Business has never been better for Joe and Laura Aiello, longtime Glasco residents whose passion for growing vegetables snowballed into Mangia Bene Farm, for three years a mainstay of the Saugerties Farmers Market. Yet as the Aiellos steadily increase acres under cultivation and add new products to their business, looking ahead, they’re certain the days of abundant cheap food are numbered.
“People are going to have to learn again about what it means to eat food that’s in season,” says Joe. “Also, I can tell you for a fact the climate is changing. Why it’s changing is a question better left to the scientists. And in addition to the longer, earlier heat this year, broken only by produce-pounding downpours, I’m seeing a new orange fungus.”
Aiello said all the area farmers who were not flooded out by Irene later experienced crop blights. He attributes that to non-indigenous pathogens transported by extreme weather patterns such as tropical storms. He hasn’t spent any time researching what the orange fungus might be – that’s the kind of indoor activity he reserves for the winter – but he knows it’s new, and unwelcome in his beds.
“Our normal farm fungi are white or green. This new orange one affects everything and it dries extremely powdery,” describes the farmer.
It’s not just the record-setting heat and heartland drought conditions that have pushed corn and soybean prices to new heights that’s making Joe apprehensive about the food supply writ large. It’s that most consumers are on “a total disconnect as to where their food really comes from, and what it takes in terms of labor, water, and fuel to get it onto grocery store shelves,” says Joe.
Farmer & philosopher
You see, Joe Aiello isn’t just a farmer. He’s become something of a food-supply philosopher. He modestly claims that’s an inevitable consequence of having one’s hands in the dirt every day and keeping over 100 chickens, 25 ducks, rabbits, and pigs. The meat and poultry they sell is professionally processed by a USDA-certified slaughterhouse. He’s deeply disturbed by his anthropological field observations of the modern American relationship to victuals.

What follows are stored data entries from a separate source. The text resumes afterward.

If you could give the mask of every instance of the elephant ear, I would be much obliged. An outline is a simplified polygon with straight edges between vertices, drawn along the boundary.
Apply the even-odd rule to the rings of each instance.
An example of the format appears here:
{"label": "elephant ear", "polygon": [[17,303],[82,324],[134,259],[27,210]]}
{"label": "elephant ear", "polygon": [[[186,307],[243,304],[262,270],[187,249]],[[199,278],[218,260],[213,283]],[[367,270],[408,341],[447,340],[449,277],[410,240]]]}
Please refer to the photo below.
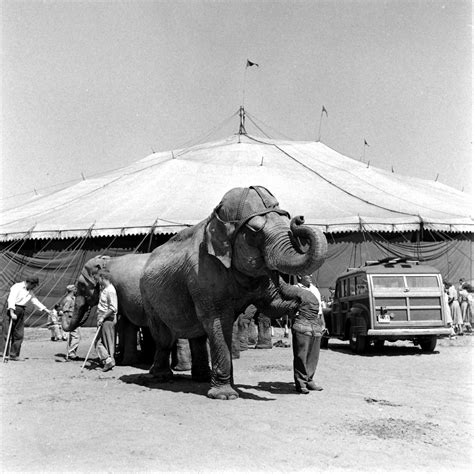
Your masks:
{"label": "elephant ear", "polygon": [[215,209],[206,226],[207,252],[218,258],[226,268],[232,264],[232,235],[235,225],[223,221]]}

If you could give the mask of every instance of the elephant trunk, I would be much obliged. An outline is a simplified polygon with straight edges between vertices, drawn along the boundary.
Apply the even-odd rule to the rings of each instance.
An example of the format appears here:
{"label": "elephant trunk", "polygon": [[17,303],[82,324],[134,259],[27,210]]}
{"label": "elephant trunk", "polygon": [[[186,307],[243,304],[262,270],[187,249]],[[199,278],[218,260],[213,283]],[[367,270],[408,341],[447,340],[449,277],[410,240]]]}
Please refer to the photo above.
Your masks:
{"label": "elephant trunk", "polygon": [[328,244],[319,230],[303,225],[301,216],[294,217],[290,231],[282,228],[266,236],[265,260],[270,269],[288,275],[310,275],[323,263]]}
{"label": "elephant trunk", "polygon": [[83,296],[77,296],[74,302],[74,311],[71,318],[64,317],[61,319],[63,331],[71,332],[77,329],[89,309],[89,305]]}

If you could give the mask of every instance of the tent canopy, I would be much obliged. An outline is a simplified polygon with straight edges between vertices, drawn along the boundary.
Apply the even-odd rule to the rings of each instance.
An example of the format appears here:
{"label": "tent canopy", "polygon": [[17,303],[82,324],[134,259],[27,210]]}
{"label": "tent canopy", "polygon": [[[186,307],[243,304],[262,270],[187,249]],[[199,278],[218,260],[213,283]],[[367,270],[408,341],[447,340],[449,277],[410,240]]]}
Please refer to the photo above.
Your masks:
{"label": "tent canopy", "polygon": [[206,218],[231,188],[268,188],[324,232],[473,232],[471,199],[390,173],[321,142],[235,135],[154,153],[1,214],[0,241],[175,233]]}

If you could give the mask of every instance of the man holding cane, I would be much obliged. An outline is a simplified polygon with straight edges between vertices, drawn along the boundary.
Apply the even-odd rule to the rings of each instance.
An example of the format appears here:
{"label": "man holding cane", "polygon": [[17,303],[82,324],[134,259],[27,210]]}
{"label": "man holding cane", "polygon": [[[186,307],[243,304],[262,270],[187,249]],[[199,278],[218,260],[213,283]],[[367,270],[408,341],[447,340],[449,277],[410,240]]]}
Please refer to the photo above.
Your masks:
{"label": "man holding cane", "polygon": [[97,327],[100,327],[95,342],[95,350],[103,363],[103,371],[115,367],[115,324],[117,323],[117,292],[110,281],[110,272],[100,270],[97,274],[100,285],[99,304],[97,305]]}
{"label": "man holding cane", "polygon": [[28,301],[31,301],[40,311],[44,311],[50,314],[50,311],[42,304],[33,293],[33,290],[38,286],[39,280],[37,277],[28,277],[25,281],[15,283],[10,288],[10,294],[8,295],[8,310],[3,320],[3,339],[5,342],[5,354],[8,351],[8,333],[5,331],[6,328],[10,327],[11,330],[11,347],[9,360],[17,361],[20,360],[21,344],[23,342],[25,334],[25,307]]}

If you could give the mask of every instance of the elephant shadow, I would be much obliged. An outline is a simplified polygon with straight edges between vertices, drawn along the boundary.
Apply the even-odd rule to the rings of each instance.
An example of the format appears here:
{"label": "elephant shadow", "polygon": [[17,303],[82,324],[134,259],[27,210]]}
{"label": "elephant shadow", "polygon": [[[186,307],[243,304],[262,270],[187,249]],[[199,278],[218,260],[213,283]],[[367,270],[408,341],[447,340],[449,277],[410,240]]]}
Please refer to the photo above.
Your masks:
{"label": "elephant shadow", "polygon": [[[195,395],[199,395],[202,397],[207,397],[207,392],[209,390],[209,382],[195,382],[192,380],[191,375],[187,374],[175,374],[174,377],[166,382],[158,381],[155,377],[151,374],[128,374],[122,375],[119,377],[119,380],[126,384],[133,384],[138,385],[140,387],[146,387],[151,390],[164,390],[167,392],[174,392],[174,393],[191,393]],[[256,390],[265,390],[264,388],[260,388],[260,384],[265,384],[266,382],[260,382],[259,387],[255,387],[253,385],[235,385],[234,388],[236,389],[237,393],[239,394],[239,398],[244,400],[257,400],[257,401],[273,401],[274,398],[262,397],[259,395],[255,395],[253,393],[249,393],[243,391],[242,389],[256,389]],[[278,383],[277,383],[278,385]],[[271,390],[266,390],[271,391]],[[282,393],[282,392],[276,392]]]}
{"label": "elephant shadow", "polygon": [[[262,392],[269,392],[273,395],[294,395],[295,394],[295,384],[293,382],[258,382],[257,386],[255,385],[236,385],[237,391],[242,393],[239,389],[247,390],[261,390]],[[245,393],[245,392],[244,392]],[[246,394],[249,395],[249,394]],[[242,396],[242,398],[246,398]],[[247,397],[252,398],[252,397]],[[269,399],[274,400],[274,398]]]}

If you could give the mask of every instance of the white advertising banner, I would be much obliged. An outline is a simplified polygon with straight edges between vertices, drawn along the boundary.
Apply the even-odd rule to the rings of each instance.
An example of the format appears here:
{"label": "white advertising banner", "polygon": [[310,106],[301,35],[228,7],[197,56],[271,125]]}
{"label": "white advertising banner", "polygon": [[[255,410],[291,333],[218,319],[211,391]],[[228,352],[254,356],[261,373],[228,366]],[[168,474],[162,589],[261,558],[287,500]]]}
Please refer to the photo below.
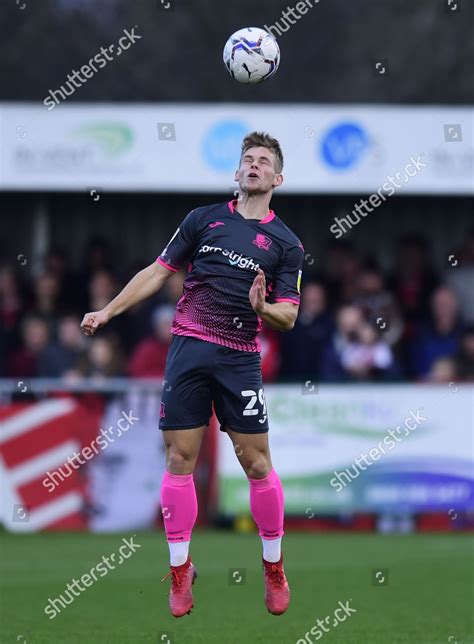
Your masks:
{"label": "white advertising banner", "polygon": [[[474,509],[474,387],[268,385],[265,396],[288,514]],[[223,432],[218,478],[220,512],[248,512]]]}
{"label": "white advertising banner", "polygon": [[282,191],[473,194],[473,121],[450,106],[4,103],[0,189],[230,192],[242,138],[264,130]]}

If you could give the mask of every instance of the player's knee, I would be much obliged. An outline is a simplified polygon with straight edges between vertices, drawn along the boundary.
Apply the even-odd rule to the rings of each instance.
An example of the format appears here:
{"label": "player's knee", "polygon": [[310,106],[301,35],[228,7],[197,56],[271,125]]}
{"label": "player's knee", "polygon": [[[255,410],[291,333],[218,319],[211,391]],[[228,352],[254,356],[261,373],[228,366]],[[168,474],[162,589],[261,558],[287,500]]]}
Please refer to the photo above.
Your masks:
{"label": "player's knee", "polygon": [[256,454],[246,463],[245,473],[250,479],[263,479],[271,469],[268,458],[264,454]]}
{"label": "player's knee", "polygon": [[190,474],[194,469],[194,456],[177,450],[170,449],[166,459],[166,469],[172,474]]}

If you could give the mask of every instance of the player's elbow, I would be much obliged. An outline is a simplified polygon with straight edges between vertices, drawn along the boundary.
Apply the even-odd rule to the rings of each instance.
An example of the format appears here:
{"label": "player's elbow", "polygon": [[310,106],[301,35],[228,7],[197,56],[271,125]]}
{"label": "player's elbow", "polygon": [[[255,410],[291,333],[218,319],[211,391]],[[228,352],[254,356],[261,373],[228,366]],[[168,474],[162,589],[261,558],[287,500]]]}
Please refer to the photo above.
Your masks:
{"label": "player's elbow", "polygon": [[167,280],[169,280],[172,275],[174,275],[173,271],[170,271],[158,262],[153,262],[153,264],[151,264],[148,268],[150,269],[150,277],[154,282],[157,290],[159,290],[163,286],[163,284]]}
{"label": "player's elbow", "polygon": [[295,326],[296,318],[298,317],[298,307],[289,302],[282,302],[278,304],[280,309],[280,330],[291,331]]}
{"label": "player's elbow", "polygon": [[298,307],[294,306],[294,305],[292,305],[292,307],[293,307],[293,309],[291,311],[290,317],[288,318],[288,326],[287,326],[286,331],[291,331],[291,329],[294,328],[294,326],[296,324],[296,319],[298,317]]}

“We Americans have been taking it all for granted. The food supply is very fragile!” says Joe. “Deep inside, I’m really afraid, because there are 19 million people in New York State and we can only feed six million. New York City has only a three-day food supply.”
The Aiellos both grew up in working-class Italian families in which foraging and growing food was an economic necessity. So, also, was learning how to cook with expertise. Convenience foods and eating out weren’t an option. The Aiellos began gardening together as newlyweds living in a rented apartment in Glasco, near where they now own a home. Their landlord was delighted to let them take over his neglected garden in exchange for some homegrown eggplant, etc. Laura says this shared interest has always been an especially happy part of their long, comfortable marriage. To her, being a capable gardener and an adept cook is part of being a thrifty, self-reliant, responsible wife and mother. She’s following in the footsteps of her mother and grandmother.